3. ASSESS COSTS OF SOLUTION OPTIONS
Next, determine the total cost of ownership (TCO) for the various options under consideration. Typical costs for an implementation include:
- Acquisition: Consider the cost of the solution. There are options to consider a cloud system where you pay a predictable annual fee every year, or an on-premise solution (that can also be hosted in the cloud), but is a one-time fee.
- Cost of Expanding the Solution: Is the solution comprehensive or does it require upgrades to obtain more than entry-level functionality? Look for a solution that includes best-of-class features and a complete range of modules that can be used throughout the organization, such as accounting and financial management, budgeting, purchasing, scheduling, and case management. The solutions should also be easily scalable to accommodate an increasing number of users as needed.

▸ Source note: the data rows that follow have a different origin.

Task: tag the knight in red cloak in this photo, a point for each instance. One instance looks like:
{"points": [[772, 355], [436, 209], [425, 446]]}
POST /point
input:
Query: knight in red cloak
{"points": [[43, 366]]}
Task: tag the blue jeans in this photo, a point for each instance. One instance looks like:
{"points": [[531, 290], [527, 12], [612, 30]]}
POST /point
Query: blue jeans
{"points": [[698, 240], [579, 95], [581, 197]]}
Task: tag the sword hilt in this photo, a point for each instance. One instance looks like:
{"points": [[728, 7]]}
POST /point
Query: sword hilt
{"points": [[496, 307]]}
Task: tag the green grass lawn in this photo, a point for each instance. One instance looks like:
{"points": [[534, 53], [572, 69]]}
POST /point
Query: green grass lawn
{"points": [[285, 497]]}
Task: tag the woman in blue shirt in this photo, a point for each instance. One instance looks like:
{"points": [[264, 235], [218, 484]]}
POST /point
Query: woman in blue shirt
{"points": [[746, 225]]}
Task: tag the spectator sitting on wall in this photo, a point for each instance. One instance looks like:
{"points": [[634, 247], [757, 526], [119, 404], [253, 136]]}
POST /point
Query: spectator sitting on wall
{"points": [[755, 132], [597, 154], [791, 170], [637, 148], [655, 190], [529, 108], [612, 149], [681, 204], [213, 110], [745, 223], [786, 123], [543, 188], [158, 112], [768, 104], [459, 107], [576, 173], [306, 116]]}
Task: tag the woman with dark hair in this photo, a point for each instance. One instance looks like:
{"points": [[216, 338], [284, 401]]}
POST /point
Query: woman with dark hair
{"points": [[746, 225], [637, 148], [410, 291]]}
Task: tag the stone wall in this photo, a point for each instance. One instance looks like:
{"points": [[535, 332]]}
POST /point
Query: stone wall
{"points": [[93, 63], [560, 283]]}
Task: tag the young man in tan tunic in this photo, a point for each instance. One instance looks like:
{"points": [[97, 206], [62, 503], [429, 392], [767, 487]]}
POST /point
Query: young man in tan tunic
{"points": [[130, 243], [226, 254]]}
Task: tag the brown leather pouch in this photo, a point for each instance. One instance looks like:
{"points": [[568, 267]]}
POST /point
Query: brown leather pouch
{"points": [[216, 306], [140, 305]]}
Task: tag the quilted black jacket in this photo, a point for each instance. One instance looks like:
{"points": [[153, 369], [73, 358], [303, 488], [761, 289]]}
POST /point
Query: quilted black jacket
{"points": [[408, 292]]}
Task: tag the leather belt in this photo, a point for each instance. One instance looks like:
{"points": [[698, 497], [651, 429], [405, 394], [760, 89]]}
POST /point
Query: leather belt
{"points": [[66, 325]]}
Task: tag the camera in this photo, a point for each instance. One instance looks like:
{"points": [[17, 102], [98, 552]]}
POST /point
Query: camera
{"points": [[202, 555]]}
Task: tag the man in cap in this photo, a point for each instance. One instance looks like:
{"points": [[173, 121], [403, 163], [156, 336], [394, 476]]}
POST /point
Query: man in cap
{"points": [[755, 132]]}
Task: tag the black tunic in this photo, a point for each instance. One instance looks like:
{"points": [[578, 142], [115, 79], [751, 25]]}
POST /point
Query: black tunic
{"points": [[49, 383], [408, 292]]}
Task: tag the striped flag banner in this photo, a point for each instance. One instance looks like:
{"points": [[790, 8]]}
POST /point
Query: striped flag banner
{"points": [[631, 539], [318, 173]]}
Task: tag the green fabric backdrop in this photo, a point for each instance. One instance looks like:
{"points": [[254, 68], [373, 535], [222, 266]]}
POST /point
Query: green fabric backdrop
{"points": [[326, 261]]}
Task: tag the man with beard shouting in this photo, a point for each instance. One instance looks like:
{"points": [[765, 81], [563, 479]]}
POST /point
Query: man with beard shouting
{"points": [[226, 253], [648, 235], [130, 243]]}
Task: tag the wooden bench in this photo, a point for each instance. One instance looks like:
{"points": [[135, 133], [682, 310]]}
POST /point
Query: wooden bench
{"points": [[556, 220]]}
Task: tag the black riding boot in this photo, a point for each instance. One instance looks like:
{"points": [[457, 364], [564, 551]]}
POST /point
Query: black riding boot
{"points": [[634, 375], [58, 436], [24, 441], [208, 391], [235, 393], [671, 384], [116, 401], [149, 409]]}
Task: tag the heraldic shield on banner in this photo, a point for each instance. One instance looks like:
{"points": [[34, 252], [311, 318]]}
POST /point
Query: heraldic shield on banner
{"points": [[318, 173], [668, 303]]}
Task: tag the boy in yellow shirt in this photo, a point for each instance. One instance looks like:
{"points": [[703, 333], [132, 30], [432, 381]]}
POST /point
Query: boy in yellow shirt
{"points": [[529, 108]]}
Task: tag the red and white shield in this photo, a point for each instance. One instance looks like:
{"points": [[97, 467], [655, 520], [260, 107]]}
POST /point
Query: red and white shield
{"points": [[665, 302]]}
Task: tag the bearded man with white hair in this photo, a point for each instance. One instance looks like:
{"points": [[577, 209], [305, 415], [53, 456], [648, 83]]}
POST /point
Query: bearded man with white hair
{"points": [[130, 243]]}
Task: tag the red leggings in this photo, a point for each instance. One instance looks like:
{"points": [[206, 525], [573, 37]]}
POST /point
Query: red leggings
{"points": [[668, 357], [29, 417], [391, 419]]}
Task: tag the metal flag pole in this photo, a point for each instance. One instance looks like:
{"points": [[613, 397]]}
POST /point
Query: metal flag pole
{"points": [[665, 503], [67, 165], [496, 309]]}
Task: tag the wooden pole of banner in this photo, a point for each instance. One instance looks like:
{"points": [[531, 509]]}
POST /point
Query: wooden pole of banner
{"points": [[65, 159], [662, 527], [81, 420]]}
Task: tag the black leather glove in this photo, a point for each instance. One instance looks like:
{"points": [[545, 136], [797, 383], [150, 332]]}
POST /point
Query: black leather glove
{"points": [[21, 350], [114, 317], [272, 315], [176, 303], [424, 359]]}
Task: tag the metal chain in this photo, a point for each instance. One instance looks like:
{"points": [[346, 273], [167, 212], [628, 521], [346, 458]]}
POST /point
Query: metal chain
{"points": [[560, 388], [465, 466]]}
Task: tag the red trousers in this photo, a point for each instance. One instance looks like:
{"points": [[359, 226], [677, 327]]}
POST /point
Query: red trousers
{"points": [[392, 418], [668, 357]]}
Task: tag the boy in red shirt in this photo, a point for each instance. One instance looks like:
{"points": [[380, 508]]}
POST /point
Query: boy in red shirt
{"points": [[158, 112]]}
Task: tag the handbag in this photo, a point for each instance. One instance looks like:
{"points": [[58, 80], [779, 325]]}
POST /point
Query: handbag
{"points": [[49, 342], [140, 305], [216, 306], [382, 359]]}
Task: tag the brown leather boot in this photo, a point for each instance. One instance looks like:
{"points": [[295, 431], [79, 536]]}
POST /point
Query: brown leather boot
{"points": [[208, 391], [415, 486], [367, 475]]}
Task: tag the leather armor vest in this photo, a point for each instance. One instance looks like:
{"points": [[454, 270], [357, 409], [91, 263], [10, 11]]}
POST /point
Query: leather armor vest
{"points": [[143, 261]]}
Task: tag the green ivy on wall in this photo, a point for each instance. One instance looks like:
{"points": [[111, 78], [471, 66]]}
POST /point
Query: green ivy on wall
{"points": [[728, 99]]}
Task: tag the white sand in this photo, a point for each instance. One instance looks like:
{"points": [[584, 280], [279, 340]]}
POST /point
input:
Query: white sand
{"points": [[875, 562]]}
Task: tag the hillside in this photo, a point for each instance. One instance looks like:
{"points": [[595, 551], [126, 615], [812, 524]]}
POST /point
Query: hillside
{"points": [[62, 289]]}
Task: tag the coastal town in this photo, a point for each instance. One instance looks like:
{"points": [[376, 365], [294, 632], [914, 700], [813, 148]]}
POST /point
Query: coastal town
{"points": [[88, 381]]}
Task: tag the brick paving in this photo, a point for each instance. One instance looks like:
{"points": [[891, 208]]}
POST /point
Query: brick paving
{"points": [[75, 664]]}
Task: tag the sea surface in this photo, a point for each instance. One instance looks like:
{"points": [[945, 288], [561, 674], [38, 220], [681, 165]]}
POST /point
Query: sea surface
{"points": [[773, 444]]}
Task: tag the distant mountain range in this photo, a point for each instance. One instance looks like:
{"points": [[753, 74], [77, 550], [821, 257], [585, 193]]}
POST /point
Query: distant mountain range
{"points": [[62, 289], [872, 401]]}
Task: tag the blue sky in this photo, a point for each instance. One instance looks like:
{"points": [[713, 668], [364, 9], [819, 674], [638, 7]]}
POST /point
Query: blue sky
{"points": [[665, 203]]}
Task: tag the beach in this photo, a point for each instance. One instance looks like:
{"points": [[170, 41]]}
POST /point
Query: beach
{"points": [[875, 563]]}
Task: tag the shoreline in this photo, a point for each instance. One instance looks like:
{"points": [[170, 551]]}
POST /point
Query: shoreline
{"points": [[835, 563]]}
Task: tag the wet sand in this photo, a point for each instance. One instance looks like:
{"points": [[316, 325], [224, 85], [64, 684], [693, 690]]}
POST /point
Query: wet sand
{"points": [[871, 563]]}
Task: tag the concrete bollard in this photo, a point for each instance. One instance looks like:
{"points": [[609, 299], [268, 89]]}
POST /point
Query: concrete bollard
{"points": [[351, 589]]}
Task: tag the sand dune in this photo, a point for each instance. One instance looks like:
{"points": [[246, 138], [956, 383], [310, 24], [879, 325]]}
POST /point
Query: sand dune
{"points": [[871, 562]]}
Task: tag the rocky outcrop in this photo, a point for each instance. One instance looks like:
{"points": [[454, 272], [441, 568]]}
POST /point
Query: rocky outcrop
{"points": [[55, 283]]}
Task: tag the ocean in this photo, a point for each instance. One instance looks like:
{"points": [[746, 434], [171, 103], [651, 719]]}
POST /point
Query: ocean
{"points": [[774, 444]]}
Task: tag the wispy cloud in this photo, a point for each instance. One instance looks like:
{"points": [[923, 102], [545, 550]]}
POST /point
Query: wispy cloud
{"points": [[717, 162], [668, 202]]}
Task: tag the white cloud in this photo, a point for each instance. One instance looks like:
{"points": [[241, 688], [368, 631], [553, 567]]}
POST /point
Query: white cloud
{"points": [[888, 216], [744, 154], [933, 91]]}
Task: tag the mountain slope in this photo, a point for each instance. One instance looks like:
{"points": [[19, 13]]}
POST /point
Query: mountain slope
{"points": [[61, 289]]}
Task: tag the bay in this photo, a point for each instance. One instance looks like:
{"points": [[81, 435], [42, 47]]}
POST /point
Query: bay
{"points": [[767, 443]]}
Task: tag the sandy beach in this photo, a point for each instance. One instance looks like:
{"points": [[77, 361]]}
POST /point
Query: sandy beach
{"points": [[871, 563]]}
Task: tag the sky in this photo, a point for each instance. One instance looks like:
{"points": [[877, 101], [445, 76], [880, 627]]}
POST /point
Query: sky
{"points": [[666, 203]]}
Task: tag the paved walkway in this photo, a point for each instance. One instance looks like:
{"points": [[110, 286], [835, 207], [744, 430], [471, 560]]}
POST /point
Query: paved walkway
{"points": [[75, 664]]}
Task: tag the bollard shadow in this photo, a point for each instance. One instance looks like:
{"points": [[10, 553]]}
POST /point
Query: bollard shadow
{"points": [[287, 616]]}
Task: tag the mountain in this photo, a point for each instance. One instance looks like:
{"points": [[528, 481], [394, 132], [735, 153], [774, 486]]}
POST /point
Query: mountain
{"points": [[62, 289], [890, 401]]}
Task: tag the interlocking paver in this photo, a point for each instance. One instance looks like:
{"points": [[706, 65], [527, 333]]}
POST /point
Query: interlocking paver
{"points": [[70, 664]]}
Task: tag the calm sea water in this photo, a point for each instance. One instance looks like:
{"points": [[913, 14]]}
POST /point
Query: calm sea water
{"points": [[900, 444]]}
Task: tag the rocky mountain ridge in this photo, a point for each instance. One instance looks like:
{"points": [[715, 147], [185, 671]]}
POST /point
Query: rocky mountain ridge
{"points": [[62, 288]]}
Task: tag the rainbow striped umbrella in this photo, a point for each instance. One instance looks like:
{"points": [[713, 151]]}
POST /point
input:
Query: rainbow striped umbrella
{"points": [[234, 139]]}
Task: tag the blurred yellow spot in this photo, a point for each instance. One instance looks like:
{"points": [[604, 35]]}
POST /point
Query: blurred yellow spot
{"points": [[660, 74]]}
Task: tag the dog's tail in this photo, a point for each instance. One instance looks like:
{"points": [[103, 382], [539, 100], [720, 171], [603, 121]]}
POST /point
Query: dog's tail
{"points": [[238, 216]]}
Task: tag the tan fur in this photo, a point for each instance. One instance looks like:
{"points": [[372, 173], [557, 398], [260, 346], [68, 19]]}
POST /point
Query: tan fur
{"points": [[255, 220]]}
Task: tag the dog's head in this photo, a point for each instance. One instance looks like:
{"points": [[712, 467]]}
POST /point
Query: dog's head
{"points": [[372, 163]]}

- Extensive Training Resources: Does the solution you’re considering offer a wealth of training resource to help get your team up and running quickly. Things such as videos, how-to guides, and webinars allow users to learn at their own pace and easily access the information they need to utilize the solution to its full potential.
- User-Friendly Interface: Intuitive navigation will help reduce training costs and get users onto the system faster. Look for a graphical, process-oriented user interface, a common look-and-feel throughout the system, and sound ergonomics that streamline and simplify work processes by providing a clear view of the tasks to accomplish and steps required.
- Implementation: To minimize implementation costs and deliver ROI faster, look for configurable software that adapts to the enterprise without requiring custom development and months of professional services.
- Upgrades: Today, systems should provide a path to automated updates with minimal impact and cost to a nonprofit.
4. ASSESS THE RISKS AND ISSUES ASSOCIATED WITH IMPLEMENTATION
Next, assess the risks or issues that might arise during the implementation. Potential risks and issues to consider include:
- Operational Risks: Some operational risks to consider include low user adoption due to software that is complicated to use, or low reliability/continuity of operations. These risks can be mitigated with a reliable solution that is intuitive, easy to navigate, and comes with a wealth of training resources.
- IT Risks: Look for a way to deploy a new solution that gives you minimal IT impact – cloud solutions will reduce the burden on your IT staff.
5. RECOMMEND THE PREFERRED SOLUTION AND DESCRIBE THE IMPLEMENTATION APPROACH
Once an organization determines the benefits and costs for each potential solution, it can recommend a preferred solution and begin outlining the implementation approach to give sponsors confidence that the implementation has been well thought through. When looking to a vendor’s professional services arm or systems integration partner to help with the implementation, consider factors such as:
- The vendor’s skills and knowledge of delivering solutions for your particular industry
- The longevity and experience of the business providing the service
- Use of an implementation methodology that tracks a critical path for all the steps that must occur
- How well they document the implementation process, milestones, and deliverables
By following this process, organizations will have the tools they need to precisely measure the value of any technology investment to their operation and present a solid business case that proves the value of the solution on the organization’s operational efficiencies.